Still, it may turn out that the ACA troubles were a brilliant Democratic plot to distract Republicans from their demographic terminal illness, and convince them that the Kill Obamacare playbook is all they need for 2014. Republicans have made absolutely zero progress in reaching out to any of the demographic groups – women, young people or Latinos – that the RNC’s autopsy agreed they had to, in order to stay alive as their older white base ages into that great Tea Party rally in the sky.

I know, Oprah got in trouble for suggesting that racism will ease when this generation of racists, well, dies. I wrote in my book that it makes me uncomfortable to hear allies suggest we just need to wait for old white Republicans to die off – they’re talking about a lot of people in my family. Yet it’s striking to me how comfortable Republicans seem relying on their ancient race-baiting playbook, and ignoring the country we’re becoming.

It’s easy to mock Steve “calves the size of cantaloupes” King. He’s a doofus. But Sen. Ted “I won’t study with people from the minor Ivies” Cruz is just as bad, and arguably worse.

National reporters and pundits collude in the GOP’s denialism. The National Journal’s Alex Seitz-Wald, a Salon alum, wrote a piece I wish I had, showing how many times Republicans and their media enablers have asked “can Obama recover” from this or that real or imagined catastrophe.
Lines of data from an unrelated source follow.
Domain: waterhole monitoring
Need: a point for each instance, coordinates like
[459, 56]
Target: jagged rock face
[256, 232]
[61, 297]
From the BP oil spill to this seeming “dithering” over Syria, Obama’s presidency has been written off as terminally ill before, only to recover, again and again. (Actually, the first use of “Can Obama recover?” Seitz-Wald finds was on CNN’s Larry King after the Jeremiah Wright mess blew up in May 2008. Needless to say, he recovered that time too.)
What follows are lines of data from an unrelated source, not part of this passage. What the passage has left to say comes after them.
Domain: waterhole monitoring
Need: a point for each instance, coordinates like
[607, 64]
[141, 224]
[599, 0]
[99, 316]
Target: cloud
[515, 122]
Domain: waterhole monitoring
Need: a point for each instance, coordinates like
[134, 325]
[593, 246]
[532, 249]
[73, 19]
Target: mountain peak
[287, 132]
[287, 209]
Now if only his colleagues Josh Kraushaar and Ron Fournier would read Seitz-Wald, because they are making the National Journal the hub of breathless  “Can Obama recover?” reporting.

Certainly Obamacare seems to be recovering, albeit slowly. Ezra Klein, who kicked off liberal wonk panic about the ACA in October, thinks Obamacare is “turning the corner,” and will gradually ramp up, perhaps a month behind schedule but not too late for a successful Jan. 1 rollout of new insurance plans. And this amazing Washington Post story, about Kentuckians, many of them presumably Republicans, lining up for ACA coverage shows that when a state wants the program to work, it can work. A 35-year-old father of five with diabetes, who’d never had health insurance and had racked up $23,000 in hospital bills, rejoiced when he got enrolled.  “Well, thank God,” he said, laughing. “I believe I’m going to be a Democrat.”
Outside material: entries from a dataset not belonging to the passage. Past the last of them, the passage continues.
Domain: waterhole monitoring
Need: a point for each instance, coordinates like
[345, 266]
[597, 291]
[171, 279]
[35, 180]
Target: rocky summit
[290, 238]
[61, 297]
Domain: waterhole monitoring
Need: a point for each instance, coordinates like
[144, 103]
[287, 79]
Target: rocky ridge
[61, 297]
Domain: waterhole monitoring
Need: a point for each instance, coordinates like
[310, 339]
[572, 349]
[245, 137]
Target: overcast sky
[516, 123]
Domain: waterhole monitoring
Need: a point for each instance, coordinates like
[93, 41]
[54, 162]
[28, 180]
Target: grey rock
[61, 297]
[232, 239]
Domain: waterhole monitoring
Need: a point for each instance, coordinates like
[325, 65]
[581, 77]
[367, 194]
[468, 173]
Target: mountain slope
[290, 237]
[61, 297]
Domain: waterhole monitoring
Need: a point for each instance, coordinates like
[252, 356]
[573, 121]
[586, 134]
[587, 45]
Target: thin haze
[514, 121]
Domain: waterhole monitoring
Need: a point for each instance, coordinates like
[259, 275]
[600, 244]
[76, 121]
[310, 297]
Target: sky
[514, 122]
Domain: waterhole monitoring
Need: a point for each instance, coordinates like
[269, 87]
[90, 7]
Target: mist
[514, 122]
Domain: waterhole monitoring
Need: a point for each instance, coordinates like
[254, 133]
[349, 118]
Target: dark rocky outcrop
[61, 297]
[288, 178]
I don’t think Democrats should be celebrating just yet. A lot can still go wrong, and there’s an industry devoted to finding and surfacing (or exaggerating or even concocting) scary Obamacare stories. Still, listening once again to Sen. Ted Cruz (on “Hardball”) warning that people will become “addicted to the sugar” of ACA subsidies is a reminder of how the Tea Party leaders actually hate the Tea Party base. They’d privatize Medicare and Social Security and deny Mitch McConnell’s constituents health insurance. It’s amazing that Oprah gets grief for talking about when the Tea Party’s racist base will die, when leaders like Cruz are the ones who would literally hasten that day.